Los partidos de Sumar celebran este lunes una cumbre de alto nivel en el Congreso, a la que acudirán los cinco ministros del Gobierno, Yolanda Díaz, Pablo Bustinduy, Mónica García, Ernest Urtasun y Sira Rego; los líderes de todos los partidos de la coalición parlamentaria, y los diputados del grupo parlamentario, con el objetivo de dar pistoletazo de salida a la precampaña de las generales previstas en 2027 y debatir la estrategia a seguir en los próximos meses, también en cómo deben abordar su relación con el PSOE.
La cita que se produce sólo tres días después de que los ministros del ala minoritaria de la coalición plantearan un órdago al PSOE el pasado viernes, cuando rechazaron entrar en el Consejo de Ministros extraordinario, obligando a retrasar más de dos horas la aprobación del plan anticrisis contra los efectos de la guerra de Irán. Sumar forzó así una negociación in extremis que se saldó con la aprobación de un segundo decreto que incluía sus exigencias en materia de vivienda, con la prórroga automática de contratos de alquiler que expirasen en 2026 y 2027 para los próximos tres años.
El desenlace fue considerado un éxito en el ala minoritaria de Gobierno, donde presumieron de haberle torcido el brazo al ala socialista. Un hito que, defendían, justificaba más que nunca su presencia en el Ejecutivo, en una forma de enfriar cualquier debate sobre su salida del Ejecutivo. El ministro de derechos Sociales, Bustinduy, tildó decreto de vivienda como una «conquista importantísima».
Los cinco ministros que protagonizaron el choque con el ala socialista presidirán este lunes la reunión que tendrá lugar a las 11 horas en el Congreso de los Diputados, que comenzará con una intervención en abierto y donde acudirán también los «máximos responsables de las formaciones del espacio plurinacional», además de los diputados del grupo parlamentario. Es decir, acudirán los líderes no solo de los cuatro que conforman la nueva alianza de izquierdas –IU, Más Madrid, Comuns y Movimiento Sumar-, sino también de Compromís, Més per Mallorca, Chunta Aragonesista o Verdes Equo, que no forman parte del Gobierno.
La cita estaba prevista desde hace semanas, para coordinar el trabajo entre el Ejecutivo y el Congreso y exhibir la coalición sellada. Pero lo cierto es que el episodio vivido el pasado viernes en el Gobierno ha dado un nuevo significado a la cumbre, y distintas voces apuntan a que servirá para exhibir de nuevo el desmarque del PSOE, sacando de nuevo pecho por lo que consideran un logro.
En la coalición de izquierdas hay dirigentes que confían en que la cita sirva también de espacio de reflexión, para situar el choque del viernes como una estrategia a seguir para diferenciarse del ala socialista de cara a las elecciones generales previstas en 2027.
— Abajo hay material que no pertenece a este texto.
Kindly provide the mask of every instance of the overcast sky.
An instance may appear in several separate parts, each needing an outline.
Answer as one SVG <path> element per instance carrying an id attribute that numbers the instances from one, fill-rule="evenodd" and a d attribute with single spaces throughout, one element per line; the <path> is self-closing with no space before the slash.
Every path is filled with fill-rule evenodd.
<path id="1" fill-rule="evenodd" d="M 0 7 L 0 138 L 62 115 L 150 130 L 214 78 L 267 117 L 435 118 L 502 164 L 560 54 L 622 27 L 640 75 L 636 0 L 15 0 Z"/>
Así, avanzan que la estrategia electoral será uno de los puntos de debate, con el objetivo de arrancar logros con la marca de Sumar en lo que queda de legislatura y cargarse de argumentos para las generales, perimetrando muy bien los debates en los que es necesaria más confrontación con el PSOE.
Llamar a la movilización
Otro de los objetivos de la reunión será «llamar a la movilización«, según apuntan fuentes de la coalición, para poder convalidar en el Congreso el segundo decreto en materia de vivienda. Lo que para Sumar fue un éxito de negociación -la aprobación de esta medida en un texto aparte- ha sido el principal motivo de crítica para Podemos, que ha anunciado que no apoyará el plan de medidas anticrisis y que ha cargado contra la separación de las medidas de vivienda, en lugar de su inclusión en el mismo texto.
La duda ahora es si el decreto podrá salir adelante, debido a las dudas del PNV y al rechazo expresado por Junts a apoyar unas medidas que «ahogan» al pequeño empresario, según defendió este sábado el secretario general de los posconvergentes, Jordi Turull.
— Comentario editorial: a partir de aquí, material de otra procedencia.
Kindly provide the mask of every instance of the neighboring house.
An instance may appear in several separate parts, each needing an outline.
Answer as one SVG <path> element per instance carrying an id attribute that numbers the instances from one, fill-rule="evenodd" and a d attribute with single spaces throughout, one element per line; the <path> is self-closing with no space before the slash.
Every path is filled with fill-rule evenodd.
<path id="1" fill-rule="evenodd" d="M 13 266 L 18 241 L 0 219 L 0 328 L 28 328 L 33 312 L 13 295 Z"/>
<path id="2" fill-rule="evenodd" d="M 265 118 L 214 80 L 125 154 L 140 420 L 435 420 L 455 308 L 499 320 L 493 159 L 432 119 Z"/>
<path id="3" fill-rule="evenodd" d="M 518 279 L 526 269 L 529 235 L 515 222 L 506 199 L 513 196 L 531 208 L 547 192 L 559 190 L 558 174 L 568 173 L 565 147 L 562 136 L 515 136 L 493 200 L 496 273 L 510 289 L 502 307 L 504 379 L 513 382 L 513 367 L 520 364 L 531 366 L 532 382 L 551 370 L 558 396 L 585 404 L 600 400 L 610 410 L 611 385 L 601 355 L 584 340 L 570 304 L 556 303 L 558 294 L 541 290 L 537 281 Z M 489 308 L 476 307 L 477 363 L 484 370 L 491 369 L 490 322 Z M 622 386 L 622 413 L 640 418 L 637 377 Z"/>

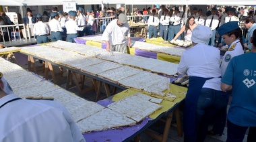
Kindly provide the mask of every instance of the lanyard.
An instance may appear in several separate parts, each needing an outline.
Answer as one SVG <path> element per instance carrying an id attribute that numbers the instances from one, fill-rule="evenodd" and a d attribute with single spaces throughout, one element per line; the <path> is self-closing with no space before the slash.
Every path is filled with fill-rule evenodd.
<path id="1" fill-rule="evenodd" d="M 1 106 L 0 106 L 0 108 L 3 107 L 3 106 L 5 106 L 6 104 L 9 103 L 9 102 L 13 102 L 13 101 L 15 101 L 16 100 L 20 100 L 22 99 L 21 98 L 13 98 L 12 100 L 10 100 L 9 101 L 7 101 L 5 102 L 5 103 L 3 104 Z"/>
El pasado viernes, el ministro de Cultura, Ernest Urtasun, defendió que desde Sumar ya habían contactado con dirigentes de Junts para pedir su apoyo, y dejó entrever que existía cierta predisposición a negociar. También advirtió que el decreto de vivienda no irá de forma inmediata al Congreso, donde necesitará aprobarse por mayoría, sino que tardará unas semanas para poder abrir conversaciones con el resto de grupos.
Urtasun ya aprovechó para llamar a la movilización en las calles para empujar el apoyo a esta norma, y es previsible que este lunes se replique el llamamiento por parte del plantel al completo de ministros de Sumar.